After three months of strikes, staff at the Pompidou have ended their industrial action. The longest strike in the museum’s nearly 50-year history has ended in victory for the French Democratic Confederation of Labour (CFDT) and Force Ouvrière, the unions behind the strike. They had been seeking to assure the jobs of up to a thousand museum employees while the Centre Pompidou closes for refurbishment from 2025–30. The museum workers will now remain employed for that five-year period, but may be reallocated to different positions at an equivalent skill level: several of the museum’s major operations will be displaced to venues such as the Lumière building and the Grand Palais des Champs-Élysées. The Grand Palais will be providing 2,800 square metres of exhibition space to be programmed by the Pompidou, subject to an agreement to be signed this spring. The resolution of the strike is an early popularity boost for France’s culture minister Rachida Dati, who assumed office last month. ‘As soon as I arrived at the Ministry of Culture, I wanted to put an end to this stalemate,’ she said in a statement. Alexis Fritche, the CFDT’s general secretary of culture, said that Dati’s involvement was ‘a decisive factor’ in the ending of the strikes.

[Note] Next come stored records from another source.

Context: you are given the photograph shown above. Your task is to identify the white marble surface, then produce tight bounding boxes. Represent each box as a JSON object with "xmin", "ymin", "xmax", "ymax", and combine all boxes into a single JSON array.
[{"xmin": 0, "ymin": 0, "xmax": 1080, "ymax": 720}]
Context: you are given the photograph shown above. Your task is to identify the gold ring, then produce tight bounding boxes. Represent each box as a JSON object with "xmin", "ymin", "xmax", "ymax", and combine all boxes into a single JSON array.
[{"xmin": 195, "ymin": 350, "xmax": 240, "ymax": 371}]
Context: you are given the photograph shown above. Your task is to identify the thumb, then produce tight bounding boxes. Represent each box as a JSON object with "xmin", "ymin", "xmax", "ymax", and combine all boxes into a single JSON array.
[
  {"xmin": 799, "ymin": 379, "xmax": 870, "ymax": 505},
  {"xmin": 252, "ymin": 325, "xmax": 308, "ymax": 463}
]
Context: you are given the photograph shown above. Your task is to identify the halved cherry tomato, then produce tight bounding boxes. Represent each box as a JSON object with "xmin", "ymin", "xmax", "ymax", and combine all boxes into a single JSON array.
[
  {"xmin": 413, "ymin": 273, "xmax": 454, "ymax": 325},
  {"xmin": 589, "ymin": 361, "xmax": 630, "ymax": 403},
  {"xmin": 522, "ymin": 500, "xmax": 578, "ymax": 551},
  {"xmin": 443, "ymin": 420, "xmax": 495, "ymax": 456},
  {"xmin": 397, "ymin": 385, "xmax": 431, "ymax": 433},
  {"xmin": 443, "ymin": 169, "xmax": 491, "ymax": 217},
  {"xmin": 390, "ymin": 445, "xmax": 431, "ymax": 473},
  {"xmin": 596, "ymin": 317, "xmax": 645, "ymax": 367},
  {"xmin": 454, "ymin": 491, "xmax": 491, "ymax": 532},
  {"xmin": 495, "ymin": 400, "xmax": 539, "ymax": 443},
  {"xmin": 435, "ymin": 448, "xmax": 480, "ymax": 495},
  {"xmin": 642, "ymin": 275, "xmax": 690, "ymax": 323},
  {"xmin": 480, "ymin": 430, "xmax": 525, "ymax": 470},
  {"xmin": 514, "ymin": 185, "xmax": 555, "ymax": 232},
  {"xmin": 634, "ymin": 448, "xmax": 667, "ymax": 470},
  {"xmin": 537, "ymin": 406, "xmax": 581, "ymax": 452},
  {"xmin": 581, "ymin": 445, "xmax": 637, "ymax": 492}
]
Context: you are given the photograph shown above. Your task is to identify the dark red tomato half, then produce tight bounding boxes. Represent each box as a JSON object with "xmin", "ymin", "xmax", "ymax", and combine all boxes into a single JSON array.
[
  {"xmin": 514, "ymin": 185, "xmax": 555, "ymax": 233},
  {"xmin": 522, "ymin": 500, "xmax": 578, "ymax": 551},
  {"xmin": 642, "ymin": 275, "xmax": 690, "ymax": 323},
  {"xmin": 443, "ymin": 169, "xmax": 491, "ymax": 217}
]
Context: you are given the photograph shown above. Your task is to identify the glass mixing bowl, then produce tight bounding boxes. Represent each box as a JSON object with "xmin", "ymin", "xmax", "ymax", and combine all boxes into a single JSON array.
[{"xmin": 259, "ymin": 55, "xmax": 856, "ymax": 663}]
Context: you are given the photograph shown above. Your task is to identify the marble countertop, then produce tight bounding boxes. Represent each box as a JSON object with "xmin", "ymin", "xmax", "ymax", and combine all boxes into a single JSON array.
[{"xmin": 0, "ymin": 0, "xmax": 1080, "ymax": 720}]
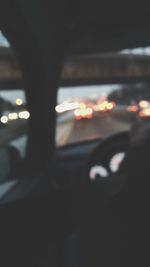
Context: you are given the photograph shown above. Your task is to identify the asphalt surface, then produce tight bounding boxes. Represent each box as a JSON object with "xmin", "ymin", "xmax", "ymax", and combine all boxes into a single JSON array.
[{"xmin": 0, "ymin": 112, "xmax": 133, "ymax": 153}]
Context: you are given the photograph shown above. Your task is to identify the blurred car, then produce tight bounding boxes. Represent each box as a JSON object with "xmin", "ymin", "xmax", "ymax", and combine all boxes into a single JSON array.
[
  {"xmin": 138, "ymin": 100, "xmax": 150, "ymax": 120},
  {"xmin": 74, "ymin": 103, "xmax": 93, "ymax": 120}
]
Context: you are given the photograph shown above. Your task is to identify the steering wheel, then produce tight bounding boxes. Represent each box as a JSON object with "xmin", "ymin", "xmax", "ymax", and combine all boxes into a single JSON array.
[{"xmin": 86, "ymin": 132, "xmax": 129, "ymax": 180}]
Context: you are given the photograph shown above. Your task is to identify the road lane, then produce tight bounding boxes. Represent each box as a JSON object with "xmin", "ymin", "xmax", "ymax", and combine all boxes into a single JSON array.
[{"xmin": 66, "ymin": 116, "xmax": 132, "ymax": 146}]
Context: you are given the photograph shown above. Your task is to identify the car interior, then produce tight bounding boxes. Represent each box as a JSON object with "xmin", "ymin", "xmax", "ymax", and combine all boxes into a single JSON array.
[{"xmin": 0, "ymin": 0, "xmax": 150, "ymax": 267}]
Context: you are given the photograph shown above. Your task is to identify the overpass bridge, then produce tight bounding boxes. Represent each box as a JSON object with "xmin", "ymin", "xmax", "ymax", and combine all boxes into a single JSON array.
[{"xmin": 0, "ymin": 47, "xmax": 150, "ymax": 89}]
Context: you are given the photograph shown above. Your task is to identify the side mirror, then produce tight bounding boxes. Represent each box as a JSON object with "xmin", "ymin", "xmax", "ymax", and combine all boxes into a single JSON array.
[{"xmin": 0, "ymin": 145, "xmax": 21, "ymax": 182}]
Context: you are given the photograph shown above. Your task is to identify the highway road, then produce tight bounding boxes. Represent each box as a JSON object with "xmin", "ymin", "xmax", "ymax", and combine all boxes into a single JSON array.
[
  {"xmin": 56, "ymin": 114, "xmax": 133, "ymax": 146},
  {"xmin": 0, "ymin": 109, "xmax": 136, "ymax": 156}
]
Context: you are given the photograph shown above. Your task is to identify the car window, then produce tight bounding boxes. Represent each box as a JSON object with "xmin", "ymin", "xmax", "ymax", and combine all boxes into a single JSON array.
[
  {"xmin": 55, "ymin": 47, "xmax": 150, "ymax": 146},
  {"xmin": 0, "ymin": 32, "xmax": 30, "ymax": 182}
]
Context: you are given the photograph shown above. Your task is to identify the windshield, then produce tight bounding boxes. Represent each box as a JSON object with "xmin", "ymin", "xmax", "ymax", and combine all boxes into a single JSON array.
[{"xmin": 56, "ymin": 83, "xmax": 150, "ymax": 146}]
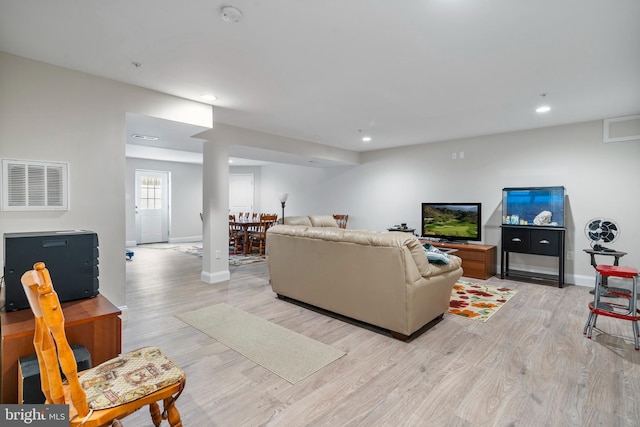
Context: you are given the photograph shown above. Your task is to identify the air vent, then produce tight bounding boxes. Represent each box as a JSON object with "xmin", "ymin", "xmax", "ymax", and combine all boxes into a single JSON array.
[
  {"xmin": 2, "ymin": 159, "xmax": 69, "ymax": 211},
  {"xmin": 602, "ymin": 114, "xmax": 640, "ymax": 142}
]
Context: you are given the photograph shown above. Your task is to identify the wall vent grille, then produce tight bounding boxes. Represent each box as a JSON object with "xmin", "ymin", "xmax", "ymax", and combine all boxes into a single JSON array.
[{"xmin": 2, "ymin": 159, "xmax": 69, "ymax": 211}]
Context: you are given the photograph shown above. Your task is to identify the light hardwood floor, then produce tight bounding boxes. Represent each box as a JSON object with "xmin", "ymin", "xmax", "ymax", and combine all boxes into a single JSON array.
[{"xmin": 123, "ymin": 248, "xmax": 640, "ymax": 427}]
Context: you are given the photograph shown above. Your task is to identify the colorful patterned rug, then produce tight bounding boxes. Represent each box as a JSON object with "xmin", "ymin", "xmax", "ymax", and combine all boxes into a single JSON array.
[{"xmin": 447, "ymin": 281, "xmax": 518, "ymax": 322}]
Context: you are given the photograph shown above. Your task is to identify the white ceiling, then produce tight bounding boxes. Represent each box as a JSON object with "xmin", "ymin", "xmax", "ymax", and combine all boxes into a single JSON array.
[{"xmin": 0, "ymin": 0, "xmax": 640, "ymax": 164}]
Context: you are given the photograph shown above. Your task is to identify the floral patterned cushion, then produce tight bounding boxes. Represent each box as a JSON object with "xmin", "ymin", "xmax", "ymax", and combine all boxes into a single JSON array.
[{"xmin": 80, "ymin": 347, "xmax": 184, "ymax": 410}]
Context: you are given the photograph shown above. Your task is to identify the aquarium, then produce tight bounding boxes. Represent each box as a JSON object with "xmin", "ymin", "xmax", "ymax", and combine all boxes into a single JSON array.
[{"xmin": 502, "ymin": 187, "xmax": 564, "ymax": 227}]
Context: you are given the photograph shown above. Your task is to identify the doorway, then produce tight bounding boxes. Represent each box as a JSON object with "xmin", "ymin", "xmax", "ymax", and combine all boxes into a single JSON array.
[{"xmin": 136, "ymin": 169, "xmax": 171, "ymax": 244}]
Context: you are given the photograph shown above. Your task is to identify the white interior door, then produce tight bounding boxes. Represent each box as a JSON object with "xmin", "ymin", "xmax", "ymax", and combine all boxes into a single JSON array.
[
  {"xmin": 229, "ymin": 174, "xmax": 254, "ymax": 213},
  {"xmin": 136, "ymin": 170, "xmax": 169, "ymax": 244}
]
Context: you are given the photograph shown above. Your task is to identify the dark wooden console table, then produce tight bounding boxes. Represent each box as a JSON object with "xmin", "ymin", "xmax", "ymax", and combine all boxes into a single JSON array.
[
  {"xmin": 0, "ymin": 295, "xmax": 122, "ymax": 403},
  {"xmin": 500, "ymin": 225, "xmax": 565, "ymax": 288}
]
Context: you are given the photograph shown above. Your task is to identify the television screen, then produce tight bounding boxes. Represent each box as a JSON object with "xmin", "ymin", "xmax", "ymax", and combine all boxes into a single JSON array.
[{"xmin": 422, "ymin": 203, "xmax": 482, "ymax": 241}]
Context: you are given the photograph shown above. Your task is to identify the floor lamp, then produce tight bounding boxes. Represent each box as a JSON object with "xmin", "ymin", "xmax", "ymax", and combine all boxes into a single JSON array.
[{"xmin": 279, "ymin": 193, "xmax": 289, "ymax": 224}]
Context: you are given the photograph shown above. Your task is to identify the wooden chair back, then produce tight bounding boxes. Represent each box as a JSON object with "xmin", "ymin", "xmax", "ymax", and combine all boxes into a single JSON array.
[
  {"xmin": 22, "ymin": 262, "xmax": 89, "ymax": 417},
  {"xmin": 21, "ymin": 262, "xmax": 186, "ymax": 427},
  {"xmin": 333, "ymin": 214, "xmax": 349, "ymax": 228},
  {"xmin": 249, "ymin": 214, "xmax": 278, "ymax": 254}
]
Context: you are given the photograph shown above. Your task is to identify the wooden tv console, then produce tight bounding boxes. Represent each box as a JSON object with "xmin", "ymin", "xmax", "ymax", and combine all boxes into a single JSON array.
[{"xmin": 420, "ymin": 239, "xmax": 498, "ymax": 280}]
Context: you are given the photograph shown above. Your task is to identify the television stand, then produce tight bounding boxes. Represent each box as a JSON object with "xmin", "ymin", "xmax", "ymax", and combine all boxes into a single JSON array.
[{"xmin": 420, "ymin": 239, "xmax": 498, "ymax": 280}]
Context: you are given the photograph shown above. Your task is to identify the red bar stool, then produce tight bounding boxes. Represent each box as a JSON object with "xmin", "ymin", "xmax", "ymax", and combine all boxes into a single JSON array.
[{"xmin": 583, "ymin": 265, "xmax": 640, "ymax": 350}]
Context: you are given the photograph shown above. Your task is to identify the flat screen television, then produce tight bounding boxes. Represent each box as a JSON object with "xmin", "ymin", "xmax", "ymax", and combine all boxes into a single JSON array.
[{"xmin": 421, "ymin": 203, "xmax": 482, "ymax": 242}]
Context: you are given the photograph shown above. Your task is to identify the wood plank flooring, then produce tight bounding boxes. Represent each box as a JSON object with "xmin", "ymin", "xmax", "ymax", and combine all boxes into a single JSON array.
[{"xmin": 123, "ymin": 247, "xmax": 640, "ymax": 427}]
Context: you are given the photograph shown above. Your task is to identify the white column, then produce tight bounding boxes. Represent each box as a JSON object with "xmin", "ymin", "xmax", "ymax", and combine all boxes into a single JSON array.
[{"xmin": 200, "ymin": 140, "xmax": 231, "ymax": 283}]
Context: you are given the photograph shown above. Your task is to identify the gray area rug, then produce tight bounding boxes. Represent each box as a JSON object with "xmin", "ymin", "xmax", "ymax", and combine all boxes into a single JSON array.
[{"xmin": 175, "ymin": 303, "xmax": 346, "ymax": 384}]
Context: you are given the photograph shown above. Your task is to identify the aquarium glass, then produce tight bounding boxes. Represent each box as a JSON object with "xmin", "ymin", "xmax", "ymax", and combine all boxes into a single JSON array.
[{"xmin": 502, "ymin": 187, "xmax": 564, "ymax": 227}]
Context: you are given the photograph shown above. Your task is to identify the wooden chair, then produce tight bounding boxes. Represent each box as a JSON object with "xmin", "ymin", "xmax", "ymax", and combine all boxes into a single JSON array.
[
  {"xmin": 333, "ymin": 214, "xmax": 349, "ymax": 228},
  {"xmin": 248, "ymin": 214, "xmax": 278, "ymax": 255},
  {"xmin": 21, "ymin": 262, "xmax": 186, "ymax": 427}
]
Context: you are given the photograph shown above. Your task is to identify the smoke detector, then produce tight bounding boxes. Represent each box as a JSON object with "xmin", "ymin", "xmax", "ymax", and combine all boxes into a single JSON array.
[{"xmin": 220, "ymin": 6, "xmax": 242, "ymax": 24}]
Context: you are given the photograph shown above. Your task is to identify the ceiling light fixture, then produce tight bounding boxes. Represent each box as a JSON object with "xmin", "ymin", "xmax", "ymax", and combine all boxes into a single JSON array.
[
  {"xmin": 220, "ymin": 6, "xmax": 242, "ymax": 24},
  {"xmin": 200, "ymin": 93, "xmax": 218, "ymax": 101},
  {"xmin": 131, "ymin": 133, "xmax": 160, "ymax": 141},
  {"xmin": 536, "ymin": 93, "xmax": 551, "ymax": 113}
]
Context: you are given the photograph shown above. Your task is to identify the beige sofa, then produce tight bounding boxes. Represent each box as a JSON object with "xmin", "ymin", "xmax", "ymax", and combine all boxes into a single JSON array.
[{"xmin": 267, "ymin": 217, "xmax": 462, "ymax": 340}]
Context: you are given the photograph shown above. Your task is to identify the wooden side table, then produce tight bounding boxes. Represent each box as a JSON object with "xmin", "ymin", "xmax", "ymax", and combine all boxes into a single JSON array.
[{"xmin": 0, "ymin": 295, "xmax": 122, "ymax": 403}]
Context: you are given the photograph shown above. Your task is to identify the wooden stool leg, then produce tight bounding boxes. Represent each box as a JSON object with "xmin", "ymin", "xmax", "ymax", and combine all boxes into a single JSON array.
[
  {"xmin": 149, "ymin": 402, "xmax": 162, "ymax": 427},
  {"xmin": 164, "ymin": 397, "xmax": 182, "ymax": 427}
]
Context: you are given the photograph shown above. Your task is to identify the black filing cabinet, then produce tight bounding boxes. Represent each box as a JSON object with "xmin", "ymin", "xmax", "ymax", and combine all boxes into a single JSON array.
[{"xmin": 500, "ymin": 225, "xmax": 565, "ymax": 288}]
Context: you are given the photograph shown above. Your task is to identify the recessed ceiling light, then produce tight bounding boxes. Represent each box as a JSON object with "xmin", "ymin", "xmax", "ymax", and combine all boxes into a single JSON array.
[
  {"xmin": 131, "ymin": 133, "xmax": 160, "ymax": 141},
  {"xmin": 220, "ymin": 6, "xmax": 242, "ymax": 24},
  {"xmin": 536, "ymin": 93, "xmax": 551, "ymax": 113}
]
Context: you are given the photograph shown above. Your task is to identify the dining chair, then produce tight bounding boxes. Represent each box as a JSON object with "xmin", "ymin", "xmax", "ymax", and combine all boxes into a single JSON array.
[
  {"xmin": 248, "ymin": 214, "xmax": 278, "ymax": 255},
  {"xmin": 21, "ymin": 262, "xmax": 186, "ymax": 427},
  {"xmin": 333, "ymin": 214, "xmax": 349, "ymax": 228},
  {"xmin": 229, "ymin": 215, "xmax": 244, "ymax": 255}
]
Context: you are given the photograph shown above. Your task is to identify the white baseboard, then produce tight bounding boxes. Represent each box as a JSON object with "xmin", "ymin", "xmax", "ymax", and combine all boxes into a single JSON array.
[
  {"xmin": 200, "ymin": 270, "xmax": 231, "ymax": 284},
  {"xmin": 118, "ymin": 305, "xmax": 129, "ymax": 321},
  {"xmin": 169, "ymin": 236, "xmax": 202, "ymax": 243}
]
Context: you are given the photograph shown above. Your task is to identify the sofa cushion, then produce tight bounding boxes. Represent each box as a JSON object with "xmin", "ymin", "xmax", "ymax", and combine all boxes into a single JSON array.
[
  {"xmin": 422, "ymin": 243, "xmax": 449, "ymax": 264},
  {"xmin": 284, "ymin": 215, "xmax": 312, "ymax": 227},
  {"xmin": 309, "ymin": 215, "xmax": 338, "ymax": 228}
]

The billionaire businessman Dmitry Rybolovlev has lost his fraud case against Sotheby’s. A jury in New York took less than five hours to deliberate and rule in favour of the auction house on all counts. Rybolovlev had accused Sotheby’s of conspiring with the Swiss art dealer Yves Bouvier to sell him works at inflated prices – including Salvator Mundi, a work attributed to Leonardo da Vinci, which Rybolovlev bought from Bouvier for £127.5 million – and eventually sold for $450m. The three-week civil trial, in which the Russian businessman claimed that Sotheby’s had defrauded him of tens of millions of dollars, followed almost a decade of criminal litigation between Rybolovlev and Bouvier. Rybolovlev has long maintained that Bouvier was acting as his agent rather than as an independent dealer. The pair settled in December. It is not clear whether Rybolovlev will appeal the jury’s decision to clear Sotheby’s of all charges. The auction house was not awarded compensatory damages.
Melissa Buron has been named chief curator and director of collections at the Victoria and Albert Museum; she will take up the role in the spring. She is joining from the Fine Arts Museums of San Francisco, where she has served as director of curatorial affairs since 2021. Elsewhere in London, Alvin Li and Hera Chan, currently adjunct curators at Tate, now have new portfolios: Li will now be curator, international art, and Chan adjunct curator, Asia-Pacific, at Tate Modern. The moves result from the Tate’s partnership with Asymmetry Art Foundation, a not-for-profit company that promotes the work of Chinese and sinophone art experts. In the United States, Wendy Nalani E. Ikemoto has been named chief curator and vice-president at the New-York Historical Society, the city’s oldest museum. She is one of the few Indigenous people to be head curator of an American museum that does not primarily focus on indigenous art and culture. Eleanor Nairne, previously senior curator at the Barbican, is moving to Pennsylvania to head the modern and contemporary art department at the Philadelphia Museum of Art. Her major successes at the Barbican include exhibitions of work by Lee Krasner, Alice Neel and – in the museum’s most popular show ever – Jean-Michel Basquiat.